The group of eleven moved between trees, along a rarely traveled pass in what was once known as the Glarus Alps.  Patches of snow, protected from sunlight by the canopy high above, crunched under the feet of the nine men and two women. 

Trewn Shepherd, tall and rangy with close-cut light blonde hair, led the way, pushing the pace.  Dressed all in black -- tight microfiber weave designed to keep the body warm covered by outerwear and boots that rose halfway up his calves, Shepherd angled toward an uneven formation in a distant clearing, barely visible through the trees: the scattered remains of what may have been a series of Swiss chalets centuries earlier.  He had first spotted the "ruins" a year before as he walked the pass, looking for a landmark that would be clearly visible from the air.  The toppled buildings from another age, long since forgotten by most in modern society, fit the bill perfectly.

Shepherd glanced back at his companions as the late afternoon light began to fail. They were mostly familiar faces (he’d known all but two of them for years) including his longtime best friend, Garrity, who brought up the rear of the single-file line.  Shorter than Shepherd, with wide set eyes and a square jaw, Garrity needled people as a way of charming them -- both those he liked and disliked.  The innovative technique he had of teasing young women on his way to bedding them helped keep Garrity ahead of Shepherd on the score of who could boast greater success with the opposite sex.

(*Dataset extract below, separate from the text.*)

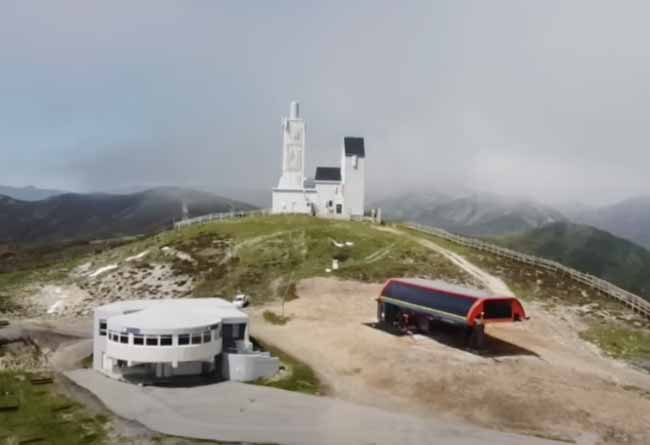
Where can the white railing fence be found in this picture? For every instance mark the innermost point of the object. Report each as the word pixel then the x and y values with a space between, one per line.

Everyone in the group hailed from Halliston, seven miles to the south.  Populated by 40,000, it was no Berlin or Sydney.  Insignificant by comparison, to be sure.  Halliston was typical of the smaller, yet thoroughly modern communities that cropped up around the world following massive demolitions of crumbling cities which no longer served man's needs. Only a handful of metropolitan areas older than 125 years remained and, with the exception of Paris and London, each of those had been dramatically remade.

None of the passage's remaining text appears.